QConfig#

class QConfig(weight_observer, act_observer, weight_fake_quant, act_fake_quant)[source]#

A config class indicating how to do quantize toward QATModule ‘s activation and weight. See set_qconfig for detail usage.

Parameters:
  • weight_observer – interface to instantiate an Observer indicating how to collect scales and zero_point of wegiht.

  • act_observer – similar to weight_observer but toward activation.

  • weight_fake_quant – interface to instantiate a FakeQuantize indicating how to do fake_quant calculation.

  • act_observer – similar to weight_fake_quant but toward activation.

Examples

# Default EMA QConfig for QAT.
ema_fakequant_qconfig = QConfig(
    weight_observer=partial(MinMaxObserver, dtype="qint8_narrow"),
    act_observer=partial(ExponentialMovingAverageObserver, dtype="qint8"),
    weight_fake_quant=partial(FakeQuantize, dtype="qint8_narrow"),
    act_fake_quant=partial(FakeQuantize, dtype="qint8"),
)

Each parameter is a class rather than an instance. And we recommand using functools.partial to add initialization parameters of the class, so that don’t need to provide parameters in set_qconfig.
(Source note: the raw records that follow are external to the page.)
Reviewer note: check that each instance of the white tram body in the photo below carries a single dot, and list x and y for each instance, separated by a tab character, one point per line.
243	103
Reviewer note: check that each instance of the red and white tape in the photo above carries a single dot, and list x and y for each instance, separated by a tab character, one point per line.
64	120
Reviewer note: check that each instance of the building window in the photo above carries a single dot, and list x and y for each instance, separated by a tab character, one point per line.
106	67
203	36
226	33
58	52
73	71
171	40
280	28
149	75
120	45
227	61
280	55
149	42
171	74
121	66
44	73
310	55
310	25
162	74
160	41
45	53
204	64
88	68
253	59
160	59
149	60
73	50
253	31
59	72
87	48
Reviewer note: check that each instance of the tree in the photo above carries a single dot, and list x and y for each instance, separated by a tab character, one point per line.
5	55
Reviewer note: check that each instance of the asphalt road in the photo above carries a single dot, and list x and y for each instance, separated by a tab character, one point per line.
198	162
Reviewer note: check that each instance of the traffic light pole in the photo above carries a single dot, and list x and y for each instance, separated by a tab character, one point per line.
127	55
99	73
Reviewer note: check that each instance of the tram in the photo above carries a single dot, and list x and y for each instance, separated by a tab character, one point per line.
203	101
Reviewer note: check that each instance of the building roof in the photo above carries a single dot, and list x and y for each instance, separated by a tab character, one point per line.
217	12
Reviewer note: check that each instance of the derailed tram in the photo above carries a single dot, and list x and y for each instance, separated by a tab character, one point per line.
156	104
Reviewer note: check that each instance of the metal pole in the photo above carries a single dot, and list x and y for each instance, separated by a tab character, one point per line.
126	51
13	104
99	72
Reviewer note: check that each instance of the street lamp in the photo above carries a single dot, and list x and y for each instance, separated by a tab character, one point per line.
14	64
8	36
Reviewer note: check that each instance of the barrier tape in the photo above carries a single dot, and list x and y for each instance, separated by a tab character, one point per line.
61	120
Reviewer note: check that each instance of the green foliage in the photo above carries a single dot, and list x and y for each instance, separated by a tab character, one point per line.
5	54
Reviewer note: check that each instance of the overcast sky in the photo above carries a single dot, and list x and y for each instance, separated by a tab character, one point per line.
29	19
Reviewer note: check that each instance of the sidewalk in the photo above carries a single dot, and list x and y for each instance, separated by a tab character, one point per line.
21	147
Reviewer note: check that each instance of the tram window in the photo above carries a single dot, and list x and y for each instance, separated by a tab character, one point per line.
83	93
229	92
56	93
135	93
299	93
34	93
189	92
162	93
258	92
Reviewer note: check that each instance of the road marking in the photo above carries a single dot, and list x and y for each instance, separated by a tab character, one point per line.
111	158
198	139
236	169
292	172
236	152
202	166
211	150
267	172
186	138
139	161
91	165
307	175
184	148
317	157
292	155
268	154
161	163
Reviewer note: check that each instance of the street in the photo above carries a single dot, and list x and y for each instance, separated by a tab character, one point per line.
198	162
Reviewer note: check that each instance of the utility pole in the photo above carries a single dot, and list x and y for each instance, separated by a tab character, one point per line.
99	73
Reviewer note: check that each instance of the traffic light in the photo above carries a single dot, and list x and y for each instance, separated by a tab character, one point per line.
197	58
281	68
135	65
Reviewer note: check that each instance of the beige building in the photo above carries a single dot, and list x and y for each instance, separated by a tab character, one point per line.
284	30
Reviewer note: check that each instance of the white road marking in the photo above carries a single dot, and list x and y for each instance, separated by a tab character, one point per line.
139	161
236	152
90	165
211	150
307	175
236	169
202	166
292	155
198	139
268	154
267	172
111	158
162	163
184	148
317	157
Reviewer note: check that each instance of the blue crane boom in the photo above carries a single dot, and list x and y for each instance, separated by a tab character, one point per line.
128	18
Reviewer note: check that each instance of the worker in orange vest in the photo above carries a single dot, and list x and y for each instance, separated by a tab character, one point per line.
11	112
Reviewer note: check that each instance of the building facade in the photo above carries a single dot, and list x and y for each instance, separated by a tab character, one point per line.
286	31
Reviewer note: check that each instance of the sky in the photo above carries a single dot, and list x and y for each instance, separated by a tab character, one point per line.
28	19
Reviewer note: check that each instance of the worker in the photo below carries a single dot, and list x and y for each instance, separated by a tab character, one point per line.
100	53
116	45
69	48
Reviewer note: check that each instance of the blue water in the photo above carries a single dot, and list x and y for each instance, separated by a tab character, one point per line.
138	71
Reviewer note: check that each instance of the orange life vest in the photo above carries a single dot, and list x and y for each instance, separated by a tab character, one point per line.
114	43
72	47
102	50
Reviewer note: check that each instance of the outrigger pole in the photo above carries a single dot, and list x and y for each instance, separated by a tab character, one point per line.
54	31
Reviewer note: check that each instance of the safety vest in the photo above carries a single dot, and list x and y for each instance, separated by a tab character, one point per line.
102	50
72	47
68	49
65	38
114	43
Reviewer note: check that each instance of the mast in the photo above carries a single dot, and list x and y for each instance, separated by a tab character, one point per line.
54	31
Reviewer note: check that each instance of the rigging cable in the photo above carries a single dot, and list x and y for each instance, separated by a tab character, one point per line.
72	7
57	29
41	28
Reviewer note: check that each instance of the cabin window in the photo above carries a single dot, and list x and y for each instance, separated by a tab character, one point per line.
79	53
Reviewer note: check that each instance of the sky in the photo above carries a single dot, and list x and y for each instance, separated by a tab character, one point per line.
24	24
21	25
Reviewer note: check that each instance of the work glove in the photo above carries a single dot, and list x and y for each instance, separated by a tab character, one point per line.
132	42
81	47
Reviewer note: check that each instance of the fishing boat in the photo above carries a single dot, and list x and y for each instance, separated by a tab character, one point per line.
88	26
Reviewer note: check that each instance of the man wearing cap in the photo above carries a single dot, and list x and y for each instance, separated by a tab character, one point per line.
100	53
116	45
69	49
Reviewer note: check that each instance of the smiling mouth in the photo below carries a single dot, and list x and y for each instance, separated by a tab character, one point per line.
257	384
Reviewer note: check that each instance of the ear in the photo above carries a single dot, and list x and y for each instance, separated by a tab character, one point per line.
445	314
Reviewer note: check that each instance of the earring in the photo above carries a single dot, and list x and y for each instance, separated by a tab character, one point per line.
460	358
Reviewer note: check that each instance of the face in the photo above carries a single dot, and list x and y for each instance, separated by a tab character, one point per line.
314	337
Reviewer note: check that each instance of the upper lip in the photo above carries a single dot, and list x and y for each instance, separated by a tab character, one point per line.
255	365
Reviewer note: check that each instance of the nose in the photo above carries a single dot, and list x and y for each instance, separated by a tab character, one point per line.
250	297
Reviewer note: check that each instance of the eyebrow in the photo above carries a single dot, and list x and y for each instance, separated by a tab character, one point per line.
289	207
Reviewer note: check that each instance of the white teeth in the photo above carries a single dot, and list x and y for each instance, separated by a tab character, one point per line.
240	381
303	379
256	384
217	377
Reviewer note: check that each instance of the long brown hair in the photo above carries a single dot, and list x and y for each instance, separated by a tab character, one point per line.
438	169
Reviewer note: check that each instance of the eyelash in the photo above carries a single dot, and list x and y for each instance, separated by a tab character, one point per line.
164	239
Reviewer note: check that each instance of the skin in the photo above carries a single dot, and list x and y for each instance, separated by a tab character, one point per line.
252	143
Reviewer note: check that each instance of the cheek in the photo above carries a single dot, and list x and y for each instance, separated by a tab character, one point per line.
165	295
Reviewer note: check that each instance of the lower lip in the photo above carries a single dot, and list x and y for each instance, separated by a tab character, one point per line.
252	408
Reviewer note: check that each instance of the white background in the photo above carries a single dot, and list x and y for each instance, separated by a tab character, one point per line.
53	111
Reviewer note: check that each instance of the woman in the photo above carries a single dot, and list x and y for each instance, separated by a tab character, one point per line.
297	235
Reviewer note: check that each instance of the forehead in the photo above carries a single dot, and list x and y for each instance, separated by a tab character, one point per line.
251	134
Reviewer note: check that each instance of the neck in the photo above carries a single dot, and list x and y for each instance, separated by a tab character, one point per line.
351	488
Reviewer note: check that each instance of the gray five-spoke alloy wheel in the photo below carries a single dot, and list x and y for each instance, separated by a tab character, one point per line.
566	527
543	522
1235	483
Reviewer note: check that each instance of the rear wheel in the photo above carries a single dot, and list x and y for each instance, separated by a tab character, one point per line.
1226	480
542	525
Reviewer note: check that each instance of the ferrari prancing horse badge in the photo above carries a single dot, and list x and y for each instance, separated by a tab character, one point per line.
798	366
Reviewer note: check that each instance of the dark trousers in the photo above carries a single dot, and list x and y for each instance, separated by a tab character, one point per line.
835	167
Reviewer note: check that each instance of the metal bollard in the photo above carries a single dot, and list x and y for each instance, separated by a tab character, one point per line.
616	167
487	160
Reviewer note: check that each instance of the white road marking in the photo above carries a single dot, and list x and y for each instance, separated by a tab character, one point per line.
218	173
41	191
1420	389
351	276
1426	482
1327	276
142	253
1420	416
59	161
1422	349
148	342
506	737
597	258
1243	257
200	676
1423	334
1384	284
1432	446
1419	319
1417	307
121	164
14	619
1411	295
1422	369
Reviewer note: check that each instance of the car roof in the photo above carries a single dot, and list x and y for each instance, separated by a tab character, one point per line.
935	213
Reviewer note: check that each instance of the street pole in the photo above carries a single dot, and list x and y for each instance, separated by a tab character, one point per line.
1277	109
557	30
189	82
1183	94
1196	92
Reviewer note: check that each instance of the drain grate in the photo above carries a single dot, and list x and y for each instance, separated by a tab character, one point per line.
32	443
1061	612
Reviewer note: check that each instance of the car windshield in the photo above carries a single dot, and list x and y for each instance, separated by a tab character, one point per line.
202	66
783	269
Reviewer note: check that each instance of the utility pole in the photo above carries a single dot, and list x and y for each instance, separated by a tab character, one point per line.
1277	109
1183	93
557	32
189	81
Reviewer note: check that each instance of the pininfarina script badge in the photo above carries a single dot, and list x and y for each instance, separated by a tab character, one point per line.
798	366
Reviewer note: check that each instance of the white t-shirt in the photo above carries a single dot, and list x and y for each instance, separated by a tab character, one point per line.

Usually we choose narrow version dtype (like qint8_narrow) for weight related paramters and normal version for activation related ones. For the result of multiplication and addition as a * b + c * d, if four variables are all -128 of dtype qint8, then the result will be 2^15 and cause overflow. Weights are commonly calculated in this way, so need to narrow qmin to -127.